Krumeich J H, Knülle A, Daniel J

机构信息

Martin-Luther-Hospital, Bochum, Germany.

出版信息

J Refract Surg. 1997 May-Jun;13(3):255-62. doi: 10.3928/1081-597X-19970501-11.

Abstract

BACKGROUND

Based on Gauss' law governing the comparison of hyperbaric pressure in the eye and atmospheric pressure, the authors present a procedure to correct astigmatism. The present paper describes an improvement of a technique for circular keratotomy that was published previously.

METHODS

We present data on a consecutive series of 32 eyes with a mean corneal astigmatism of 4.66 diopters (D) (range -2.25 to -6.00 D) with a variety of clinical diagnoses. The astigmatic cornea was trephined with a diameter of 7 mm and a depth of 300 microns. After deepening of the trephination with a diamond knife to 550 microns over the steeper semimeridians, the intraocular pressure created a rounding of the cornea. The amount of astigmatic correction and extent of deepening were controlled intraoperatively with a keratoscope. No sutures were placed.

RESULTS

In 32 consecutive eyes, corrections were between 50 and 90% of the initial cylindrical values after 1 week to 1 month. In 29 eyes (91%), the results obtained remained stable during a 1-year follow-up; in two eyes (6%), the 1-month results worsened by more than 1.00 D and in one eye (3%), results improved by more than 1.00 D. There were no complications during or after surgery. Wound gaping resulting in epithelial plugs did not occur.

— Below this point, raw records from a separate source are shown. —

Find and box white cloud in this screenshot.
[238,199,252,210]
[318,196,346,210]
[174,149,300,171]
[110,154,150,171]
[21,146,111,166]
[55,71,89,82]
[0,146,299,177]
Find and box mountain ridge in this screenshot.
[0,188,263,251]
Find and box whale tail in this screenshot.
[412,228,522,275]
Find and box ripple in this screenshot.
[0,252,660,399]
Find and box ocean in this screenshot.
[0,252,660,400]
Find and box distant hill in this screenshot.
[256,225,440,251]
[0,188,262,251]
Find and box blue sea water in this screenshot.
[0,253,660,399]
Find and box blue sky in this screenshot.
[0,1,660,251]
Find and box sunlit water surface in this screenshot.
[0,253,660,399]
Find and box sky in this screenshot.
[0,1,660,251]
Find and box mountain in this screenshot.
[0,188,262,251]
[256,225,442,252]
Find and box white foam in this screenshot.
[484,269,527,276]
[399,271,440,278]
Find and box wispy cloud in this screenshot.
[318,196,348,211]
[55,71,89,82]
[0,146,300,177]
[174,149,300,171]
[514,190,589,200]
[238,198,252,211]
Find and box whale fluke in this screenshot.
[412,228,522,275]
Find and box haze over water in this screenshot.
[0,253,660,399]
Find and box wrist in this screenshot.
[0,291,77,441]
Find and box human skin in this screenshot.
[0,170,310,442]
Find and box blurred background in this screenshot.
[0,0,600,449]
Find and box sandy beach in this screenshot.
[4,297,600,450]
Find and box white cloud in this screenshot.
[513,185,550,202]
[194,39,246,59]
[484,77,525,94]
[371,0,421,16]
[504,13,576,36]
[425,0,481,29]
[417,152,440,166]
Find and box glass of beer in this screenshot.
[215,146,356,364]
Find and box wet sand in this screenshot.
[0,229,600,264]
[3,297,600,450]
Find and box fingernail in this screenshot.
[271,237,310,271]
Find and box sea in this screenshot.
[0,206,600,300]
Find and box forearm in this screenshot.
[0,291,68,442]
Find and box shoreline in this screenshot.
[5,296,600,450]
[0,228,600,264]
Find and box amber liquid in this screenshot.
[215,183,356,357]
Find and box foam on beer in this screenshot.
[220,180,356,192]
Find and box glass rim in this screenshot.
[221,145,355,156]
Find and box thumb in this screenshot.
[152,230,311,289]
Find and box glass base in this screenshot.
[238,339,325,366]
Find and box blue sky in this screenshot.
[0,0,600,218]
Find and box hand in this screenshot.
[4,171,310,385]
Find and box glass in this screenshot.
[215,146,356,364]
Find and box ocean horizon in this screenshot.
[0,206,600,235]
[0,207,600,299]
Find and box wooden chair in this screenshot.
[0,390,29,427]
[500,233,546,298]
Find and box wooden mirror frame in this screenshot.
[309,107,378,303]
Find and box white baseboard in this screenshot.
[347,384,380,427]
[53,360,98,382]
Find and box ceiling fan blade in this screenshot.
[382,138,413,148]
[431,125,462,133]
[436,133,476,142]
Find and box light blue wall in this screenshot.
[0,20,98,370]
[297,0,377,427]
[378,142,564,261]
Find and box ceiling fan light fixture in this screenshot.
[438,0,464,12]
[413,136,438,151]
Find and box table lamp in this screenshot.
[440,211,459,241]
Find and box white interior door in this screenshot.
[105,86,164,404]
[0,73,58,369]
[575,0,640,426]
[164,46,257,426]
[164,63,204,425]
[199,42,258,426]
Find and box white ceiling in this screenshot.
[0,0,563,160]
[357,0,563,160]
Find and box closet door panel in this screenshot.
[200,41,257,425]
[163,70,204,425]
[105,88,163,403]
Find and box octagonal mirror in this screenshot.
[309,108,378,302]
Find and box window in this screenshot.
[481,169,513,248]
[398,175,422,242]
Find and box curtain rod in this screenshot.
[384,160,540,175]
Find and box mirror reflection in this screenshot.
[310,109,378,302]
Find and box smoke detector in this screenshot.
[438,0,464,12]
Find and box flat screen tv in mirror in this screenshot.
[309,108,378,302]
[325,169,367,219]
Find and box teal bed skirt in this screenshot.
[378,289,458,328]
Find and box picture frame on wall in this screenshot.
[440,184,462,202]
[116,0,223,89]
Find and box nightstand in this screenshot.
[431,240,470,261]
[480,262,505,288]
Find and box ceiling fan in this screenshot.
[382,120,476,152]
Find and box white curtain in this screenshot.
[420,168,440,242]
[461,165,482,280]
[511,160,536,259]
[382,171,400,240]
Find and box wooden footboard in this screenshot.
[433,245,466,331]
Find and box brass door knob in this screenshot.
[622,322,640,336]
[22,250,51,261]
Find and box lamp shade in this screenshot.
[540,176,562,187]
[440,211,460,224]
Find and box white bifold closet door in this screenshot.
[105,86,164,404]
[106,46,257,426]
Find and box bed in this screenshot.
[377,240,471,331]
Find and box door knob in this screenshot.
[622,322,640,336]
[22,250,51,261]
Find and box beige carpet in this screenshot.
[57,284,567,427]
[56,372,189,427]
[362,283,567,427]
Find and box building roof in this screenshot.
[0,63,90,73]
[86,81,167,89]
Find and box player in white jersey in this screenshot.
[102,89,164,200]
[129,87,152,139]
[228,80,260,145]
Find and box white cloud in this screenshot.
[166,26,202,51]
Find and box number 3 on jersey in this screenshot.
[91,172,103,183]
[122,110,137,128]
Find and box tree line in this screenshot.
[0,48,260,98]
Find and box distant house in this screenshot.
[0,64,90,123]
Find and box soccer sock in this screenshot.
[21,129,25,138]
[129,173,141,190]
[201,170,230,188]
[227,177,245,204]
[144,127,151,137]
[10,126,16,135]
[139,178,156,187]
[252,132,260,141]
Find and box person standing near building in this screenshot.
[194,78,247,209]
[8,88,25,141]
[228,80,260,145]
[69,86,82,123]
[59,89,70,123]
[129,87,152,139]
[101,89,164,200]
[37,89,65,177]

No patient lost one or more lines of spectacle-corrected visual acuity, but 13 eyes (40%) gained one or more lines.

CONCLUSION

The technique of correcting corneal astigmatism by trephining to a depth of 300 microns, with deepening of the wound to 550 microns along the steep meridian and using no sutures can correct up to 10.00 D of astigmatism with reasonable stability.

摘要

背景

基于高斯定律对眼内高压与大气压的比较,作者提出了一种矫正散光的方法。本文描述了先前发表的一种圆形角膜切开术技术的改进。

方法

我们呈现了连续32只眼的数据,这些眼的平均角膜散光为4.66屈光度(D)(范围为-2.25至-6.00 D),临床诊断多样。用直径7毫米、深度300微米的环钻对散光角膜进行环切。在较陡的半子午线方向用钻石刀将环切加深至550微米后,眼内压使角膜变圆。术中用角膜镜控制散光矫正量和加深程度。未放置缝线。

结果

在连续32只眼中,术后1周 至1个月,矫正量为初始柱镜值的50%至90%。在29只眼(91%)中,1年随访期间结果保持稳定;2只眼(6%)1个月时结果恶化超过1.00 D,1只眼(3%)结果改善超过1.00 D。手术期间及术后均无并发症。未出现导致上皮栓的伤口裂开。没有患者丧失一行或多行经眼镜矫正的视力,但13只眼(40%)提高了一行或多行。

结论

通过环切至300微米深度,沿陡峭子午线将伤口加深至550微米且不使用缝线来矫正角膜散光的技术,可矫正高达10.00 D的散光,且稳定性良好。